All of lore.kernel.org
 help / color / mirror / Atom feed
From: Steven Rostedt <rostedt@goodmis.org>
To: linux-kernel@vger.kernel.org
Cc: Andrew Morton <akpm@linux-foundation.org>,
	Thomas Gleixner <tglx@linutronix.de>,
	Peter Zijlstra <peterz@infradead.org>,
	Clark Williams <clark.williams@gmail.com>,
	Frederic Weisbecker <fweisbec@gmail.com>,
	Li Zefan <lizf@cn.fujitsu.com>, Ingo Molnar <mingo@kernel.org>,
	"Paul E. McKenney" <paulmck@linux.vnet.ibm.com>,
	Mike Galbraith <efault@gmx.de>,
	Alessio Igor Bogani <abogani@kernel.org>,
	Avi Kivity <avi@redhat.com>, Chris Metcalf <cmetcalf@tilera.com>,
	Christoph Lameter <cl@linux.com>,
	Daniel Lezcano <daniel.lezcano@linaro.org>,
	Geoff Levand <geoff@infradead.org>,
	Gilad Ben Yossef <gilad@benyossef.com>,
	Hakan Akkan <hakanakkan@gmail.com>, Kevin Hilman <khilman@ti.com>,
	Max Krasnyansky <maxk@qualcomm.com>,
	Stephen Hemminger <shemminger@vyatta.com>,
	Sven-Thorsten Dietrich <thebigcorporation@gmail.com>
Subject: [PATCH 14/32] nohz/cpuset: Account user and system times in adaptive nohz mode
Date: Mon, 29 Oct 2012 16:27:25 -0400	[thread overview]
Message-ID: <20121029203848.668515857@goodmis.org> (raw)
In-Reply-To: 20121029202711.062749374@goodmis.org

[-- Attachment #1: 0014-nohz-cpuset-Account-user-and-system-times-in-adaptiv.patch --]
[-- Type: text/plain, Size: 8067 bytes --]
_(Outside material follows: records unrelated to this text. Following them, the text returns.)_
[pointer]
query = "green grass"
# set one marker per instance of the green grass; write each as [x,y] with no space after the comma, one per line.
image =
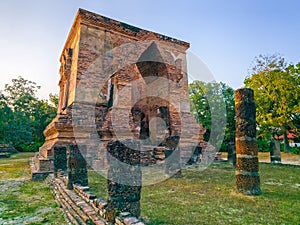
[209,197]
[23,201]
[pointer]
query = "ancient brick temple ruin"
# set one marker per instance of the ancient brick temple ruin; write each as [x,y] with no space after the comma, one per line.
[123,106]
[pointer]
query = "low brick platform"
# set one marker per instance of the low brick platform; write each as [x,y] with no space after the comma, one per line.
[82,207]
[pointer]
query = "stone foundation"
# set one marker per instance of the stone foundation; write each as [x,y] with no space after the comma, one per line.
[82,207]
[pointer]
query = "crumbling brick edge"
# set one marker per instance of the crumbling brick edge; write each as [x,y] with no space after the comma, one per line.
[82,207]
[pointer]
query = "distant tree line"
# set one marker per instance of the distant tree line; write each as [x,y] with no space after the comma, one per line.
[23,117]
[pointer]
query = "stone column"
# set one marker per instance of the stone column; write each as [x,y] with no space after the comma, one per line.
[60,159]
[231,153]
[77,167]
[275,153]
[247,172]
[124,178]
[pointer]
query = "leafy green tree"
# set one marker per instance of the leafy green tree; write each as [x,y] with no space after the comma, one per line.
[217,98]
[23,115]
[276,88]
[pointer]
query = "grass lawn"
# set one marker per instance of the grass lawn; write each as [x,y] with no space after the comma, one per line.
[23,201]
[200,197]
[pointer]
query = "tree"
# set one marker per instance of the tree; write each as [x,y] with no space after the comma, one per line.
[23,115]
[217,98]
[276,88]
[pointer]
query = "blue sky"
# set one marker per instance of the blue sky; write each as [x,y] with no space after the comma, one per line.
[225,35]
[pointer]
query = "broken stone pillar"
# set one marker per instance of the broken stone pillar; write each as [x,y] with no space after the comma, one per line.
[275,153]
[247,171]
[77,167]
[124,178]
[231,153]
[60,159]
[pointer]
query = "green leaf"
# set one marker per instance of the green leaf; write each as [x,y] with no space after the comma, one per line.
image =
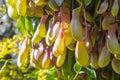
[77,67]
[59,2]
[87,2]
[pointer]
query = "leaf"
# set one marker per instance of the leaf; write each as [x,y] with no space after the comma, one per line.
[59,2]
[20,24]
[28,24]
[87,2]
[77,67]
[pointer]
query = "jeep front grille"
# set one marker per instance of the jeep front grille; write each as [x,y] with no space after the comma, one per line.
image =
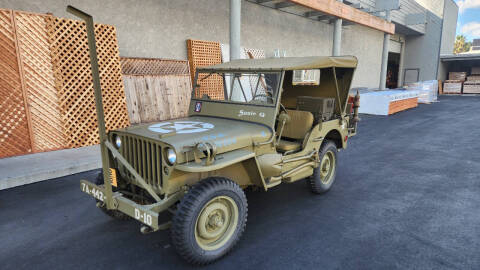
[145,157]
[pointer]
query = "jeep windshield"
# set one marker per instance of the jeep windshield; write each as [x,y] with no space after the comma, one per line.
[248,88]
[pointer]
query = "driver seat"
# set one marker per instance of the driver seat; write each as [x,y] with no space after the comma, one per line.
[295,130]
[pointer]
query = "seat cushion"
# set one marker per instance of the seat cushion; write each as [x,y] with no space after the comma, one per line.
[285,146]
[299,125]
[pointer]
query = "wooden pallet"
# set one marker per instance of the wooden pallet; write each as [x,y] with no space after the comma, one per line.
[15,132]
[401,105]
[71,68]
[205,53]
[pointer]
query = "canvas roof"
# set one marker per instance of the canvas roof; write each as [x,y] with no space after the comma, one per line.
[285,63]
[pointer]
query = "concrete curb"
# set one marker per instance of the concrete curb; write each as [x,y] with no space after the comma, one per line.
[28,169]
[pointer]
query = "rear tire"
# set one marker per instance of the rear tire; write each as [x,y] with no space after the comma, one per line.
[209,220]
[324,175]
[111,213]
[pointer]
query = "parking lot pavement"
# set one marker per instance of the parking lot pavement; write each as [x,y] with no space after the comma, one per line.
[407,196]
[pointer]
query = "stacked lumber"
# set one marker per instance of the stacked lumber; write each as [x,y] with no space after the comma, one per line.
[452,87]
[475,71]
[458,76]
[471,87]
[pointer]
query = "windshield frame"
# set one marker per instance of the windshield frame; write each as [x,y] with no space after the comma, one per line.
[223,73]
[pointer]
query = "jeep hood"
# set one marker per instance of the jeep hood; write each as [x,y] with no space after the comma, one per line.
[226,134]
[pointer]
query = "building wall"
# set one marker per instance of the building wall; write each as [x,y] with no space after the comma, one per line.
[159,29]
[423,51]
[449,28]
[450,15]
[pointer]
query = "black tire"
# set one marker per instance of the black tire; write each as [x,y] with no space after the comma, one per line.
[111,213]
[318,183]
[184,230]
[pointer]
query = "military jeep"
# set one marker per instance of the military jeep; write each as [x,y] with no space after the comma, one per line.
[252,123]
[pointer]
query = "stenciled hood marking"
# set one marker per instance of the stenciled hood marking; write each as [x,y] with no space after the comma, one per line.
[181,127]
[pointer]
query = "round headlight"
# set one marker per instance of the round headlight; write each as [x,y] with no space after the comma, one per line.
[171,156]
[118,141]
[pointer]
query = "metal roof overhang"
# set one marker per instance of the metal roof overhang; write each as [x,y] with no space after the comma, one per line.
[325,10]
[460,57]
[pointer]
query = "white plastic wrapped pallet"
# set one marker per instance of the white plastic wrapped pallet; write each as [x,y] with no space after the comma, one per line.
[378,102]
[427,90]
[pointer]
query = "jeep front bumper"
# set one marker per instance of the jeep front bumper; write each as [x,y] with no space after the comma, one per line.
[146,214]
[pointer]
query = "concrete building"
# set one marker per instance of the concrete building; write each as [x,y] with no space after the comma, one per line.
[159,28]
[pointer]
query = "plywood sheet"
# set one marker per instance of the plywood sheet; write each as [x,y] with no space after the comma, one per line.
[72,71]
[14,129]
[152,66]
[156,98]
[39,81]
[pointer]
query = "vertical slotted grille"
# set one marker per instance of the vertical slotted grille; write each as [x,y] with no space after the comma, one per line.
[145,158]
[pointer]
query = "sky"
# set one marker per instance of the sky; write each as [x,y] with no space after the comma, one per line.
[468,22]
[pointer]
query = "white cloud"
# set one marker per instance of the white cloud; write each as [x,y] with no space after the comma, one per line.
[467,4]
[472,29]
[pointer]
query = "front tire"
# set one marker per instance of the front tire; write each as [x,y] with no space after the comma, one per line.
[324,175]
[209,220]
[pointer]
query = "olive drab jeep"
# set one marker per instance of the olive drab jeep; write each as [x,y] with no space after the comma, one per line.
[252,123]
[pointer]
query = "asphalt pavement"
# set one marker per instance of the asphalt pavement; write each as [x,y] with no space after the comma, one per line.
[407,196]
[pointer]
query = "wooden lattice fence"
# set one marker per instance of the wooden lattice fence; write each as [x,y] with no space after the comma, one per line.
[46,89]
[205,53]
[15,136]
[71,68]
[42,98]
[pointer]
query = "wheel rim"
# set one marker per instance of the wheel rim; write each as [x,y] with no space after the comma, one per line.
[327,167]
[216,223]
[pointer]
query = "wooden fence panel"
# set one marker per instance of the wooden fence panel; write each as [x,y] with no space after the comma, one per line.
[153,66]
[43,102]
[14,130]
[156,98]
[71,68]
[205,53]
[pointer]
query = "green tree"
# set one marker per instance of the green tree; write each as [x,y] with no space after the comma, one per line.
[461,44]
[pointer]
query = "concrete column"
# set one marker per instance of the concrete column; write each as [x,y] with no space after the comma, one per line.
[401,65]
[386,45]
[337,36]
[235,26]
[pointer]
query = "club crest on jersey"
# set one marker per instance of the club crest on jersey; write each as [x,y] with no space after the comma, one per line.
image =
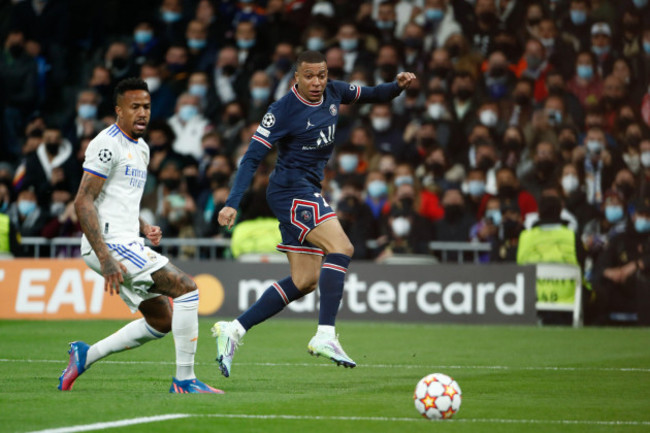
[305,215]
[268,120]
[105,155]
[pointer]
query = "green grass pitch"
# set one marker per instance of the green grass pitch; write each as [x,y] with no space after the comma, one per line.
[514,379]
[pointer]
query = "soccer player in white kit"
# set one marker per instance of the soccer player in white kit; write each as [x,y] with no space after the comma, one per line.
[108,206]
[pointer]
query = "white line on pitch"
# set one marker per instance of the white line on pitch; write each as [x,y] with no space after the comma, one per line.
[403,366]
[114,424]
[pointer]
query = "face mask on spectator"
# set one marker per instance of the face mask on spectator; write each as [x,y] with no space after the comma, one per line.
[349,44]
[315,43]
[585,71]
[599,51]
[434,14]
[436,110]
[142,36]
[493,215]
[488,118]
[614,213]
[642,224]
[87,111]
[578,17]
[570,183]
[26,207]
[594,146]
[196,44]
[153,83]
[403,180]
[260,93]
[199,90]
[348,162]
[476,188]
[171,16]
[401,226]
[645,159]
[377,188]
[187,112]
[380,124]
[245,44]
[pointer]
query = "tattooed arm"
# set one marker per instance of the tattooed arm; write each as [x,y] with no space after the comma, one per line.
[84,205]
[153,233]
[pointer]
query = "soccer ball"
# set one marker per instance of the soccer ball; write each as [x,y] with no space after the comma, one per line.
[437,396]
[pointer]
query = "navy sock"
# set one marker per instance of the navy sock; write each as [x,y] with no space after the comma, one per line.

From: Frederic Weisbecker <fweisbec@gmail.com>

If we are not running the tick, we are not anymore regularly counting
the user/system cputime at every jiffies.

To solve this, save a snapshot of the jiffies when we stop the tick
and keep track of where we saved it: user or system. On top of this,
we account the cputime elapsed when we cross the kernel entry/exit
boundaries and when we restart the tick.

Signed-off-by: Frederic Weisbecker <fweisbec@gmail.com>
Cc: Alessio Igor Bogani <abogani@kernel.org>
Cc: Andrew Morton <akpm@linux-foundation.org>
Cc: Avi Kivity <avi@redhat.com>
Cc: Chris Metcalf <cmetcalf@tilera.com>
Cc: Christoph Lameter <cl@linux.com>
Cc: Daniel Lezcano <daniel.lezcano@linaro.org>
Cc: Geoff Levand <geoff@infradead.org>
Cc: Gilad Ben Yossef <gilad@benyossef.com>
Cc: Hakan Akkan <hakanakkan@gmail.com>
Cc: Ingo Molnar <mingo@kernel.org>
Cc: Kevin Hilman <khilman@ti.com>
Cc: Max Krasnyansky <maxk@qualcomm.com>
Cc: Paul E. McKenney <paulmck@linux.vnet.ibm.com>
Cc: Peter Zijlstra <peterz@infradead.org>
Cc: Stephen Hemminger <shemminger@vyatta.com>
Cc: Steven Rostedt <rostedt@goodmis.org>
Cc: Sven-Thorsten Dietrich <thebigcorporation@gmail.com>
Cc: Thomas Gleixner <tglx@linutronix.de>
---
 include/linux/tick.h     |   12 +++++
 kernel/sched/core.c      |    1 +
 kernel/time/tick-sched.c |  129 +++++++++++++++++++++++++++++++++++++++++++++-
 3 files changed, 140 insertions(+), 2 deletions(-)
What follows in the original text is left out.